И что стихи подобны апельсину
без косточек: так сладки, так нежны…
Так бесполезны.
* * *
Болеро. Граммофон. Проходные дворы.
Мимо юных пожаров по веткам скользя,
я услышу, как в небе поют топоры,
точно ангелы. И обернуться нельзя.
И проснуться нельзя. Только медленный свет,
только шорох иглы по изгибам реки,
и ползут, оставляя светящийся след,
по ресницам оранжевые мотыльки.
Ненадёжное сердце, стыдясь хрипотцы,
тянет время – по жилам, вперёд и назад,
и на правом предсмертии жизни рубцы
набухают кленовым огнём. Листопад.
На горящих листах ты отыщешь меня,
и допишешь простым граммофонным пером
к партитуре реки и ночного огня,
и короткого вдоха любви. Болеро.
* * *
Закон насыщения пропасти. Здесь, у ног,
кончается карта. Край обожжён и скручен.
Когда с тобой слишком долго беседует бог
ты привыкаешь, и бог становится скучен.
Кто-то подходит, и дышит едва-едва,
и гладит предплечья, и нежно толкает сзади.

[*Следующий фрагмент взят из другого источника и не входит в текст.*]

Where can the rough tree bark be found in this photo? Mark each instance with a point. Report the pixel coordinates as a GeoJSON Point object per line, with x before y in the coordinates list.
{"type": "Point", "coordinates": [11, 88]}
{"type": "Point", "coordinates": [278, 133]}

Книга закончена, если твои слова
трогают сердце, но не оставляют ссадин.
Огонь листает бумагу. Вчерашний блюз
несёт по каньону юго-западный ветер.
Цветы улетают в Колумбию, я становлюсь
бесцветен.
ЭПИЛОГ
Голова по жаре – что простреленный солнцем брелок.
Вереница хромых колесниц, уводя в эпилог,
точно время, растянется в дымке – тяжёлой и слабой.
Я шепну: осторожно… Конечно. Всегда и везде.
Так подходит усталый медведь к незнакомой воде,
но не пьёт, а легонько касается лапой.
Здесь, на кончиках пальцев, уже не бывает войны,
и лукавый сюжет не играет на чувстве вины,
и бегущим огням помогает трава луговая
сумасшедшим дыханием в горле удерживать свет,
и любить, не боясь, что тебя не полюбят в ответ,
и ресницы обжечь, с одуванчика пепел сдувая.
Безучастным волам пригрозив рукоятью кнута,
ты вздохнёшь и придумаешь пару морщинок у рта,
и покатые плечи, и ладанку с пепельной прядью…
Там, в последней главе, ты с улыбкой стоял у окна
и смотрел, как влюблённо в ответ улыбалась жена,
примеряя у старого зеркала новое платье.
Допиши: на передней повозке поёт лицедей.
В этом медленном времени быстроживущих людей
чем ещё размочить запылённый сухарь эпилога?
Колесницы плетутся со скоростью роста ресниц,
и, вмерзая в закат, расплываются лица возниц,
будто тёмные пятна в подмышках у бога.